Good morning everyone. In a scientific effort to discover the effects of dangerous drugs on our arboreal neighbors, today we have secretly coated this squirrel’s tree branch with a special mixed coating of marijuana, cocaine, LSD, and methamphetamines. Let’s see the subject’s reaction upon the ingestion of this Charlie Sheen cocktail….
Within several minutes of these chemical compounds swirling around in the squirrel’s stomach, our subject appears to have achieved a super-heightened sense of awareness to his surroundings. His eyes are alert to the slightest variations in color, his ears are sensitive to the faintest of heartbeats around him, his body is in an excited state of jittery motion that is ready to burst into an energy supernova, and his tail is beginning to fade away like a photograph in Back to the Future. No predator stands a chance of sneaking up on our guinea pig for a quick meal at this moment in time.

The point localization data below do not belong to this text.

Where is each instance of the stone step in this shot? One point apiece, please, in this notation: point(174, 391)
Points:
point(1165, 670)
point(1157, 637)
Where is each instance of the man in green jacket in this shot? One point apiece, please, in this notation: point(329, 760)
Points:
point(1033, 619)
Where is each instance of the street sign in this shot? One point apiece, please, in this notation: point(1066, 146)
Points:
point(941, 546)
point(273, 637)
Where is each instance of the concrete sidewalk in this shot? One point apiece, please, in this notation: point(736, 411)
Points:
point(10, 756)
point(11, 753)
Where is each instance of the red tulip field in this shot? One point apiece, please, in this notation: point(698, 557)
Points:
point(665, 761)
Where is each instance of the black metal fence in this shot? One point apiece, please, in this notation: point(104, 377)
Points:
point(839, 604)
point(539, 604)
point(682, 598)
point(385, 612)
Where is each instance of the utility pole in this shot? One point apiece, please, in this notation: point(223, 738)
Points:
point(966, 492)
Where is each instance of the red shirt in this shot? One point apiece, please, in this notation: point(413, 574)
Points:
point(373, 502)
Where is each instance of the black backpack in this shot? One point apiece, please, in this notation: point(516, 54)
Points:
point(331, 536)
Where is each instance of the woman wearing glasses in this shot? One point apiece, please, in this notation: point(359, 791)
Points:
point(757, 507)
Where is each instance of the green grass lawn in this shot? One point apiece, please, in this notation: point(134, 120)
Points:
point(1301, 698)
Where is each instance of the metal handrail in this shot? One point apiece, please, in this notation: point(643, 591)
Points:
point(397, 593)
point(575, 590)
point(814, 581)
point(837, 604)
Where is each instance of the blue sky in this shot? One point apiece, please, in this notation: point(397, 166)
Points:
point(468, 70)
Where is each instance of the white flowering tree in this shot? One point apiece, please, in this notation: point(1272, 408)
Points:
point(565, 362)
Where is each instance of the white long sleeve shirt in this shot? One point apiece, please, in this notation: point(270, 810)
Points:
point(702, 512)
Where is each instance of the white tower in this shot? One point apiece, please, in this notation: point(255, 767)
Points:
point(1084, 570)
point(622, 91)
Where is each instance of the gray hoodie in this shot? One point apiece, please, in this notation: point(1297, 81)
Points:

After five minutes in a hyperstimulated state, more visible changes become apparent in our subject. He seems to be calling out to critters that can be found only in his vivid imagination, as the effects of the drugs are causing the neural connections in his puny brain to go haywire. His supersciurine sight is now starting to wear down, as he and his surroundings start to get fuzzy… further blurring the lines between the reality we can perceive, and the world our subject’s chemically intoxicated mind is beginning to fabricate for him.
Within 15 minutes of the drugs entering the squirrel’s bloodstream, he no longer has any fucking idea whether he’s coming or going.
The results of our experiment offers up only one conclusion: Don’t offer your squirrel any drugs from your personal collection. Remember, a sober squirrel is a happy squirrel… and a happy squirrel acts like they’re already on drugs.
Disclaimer: No squirrels were harmed in the production of this week’s Saturday Squirrel feature.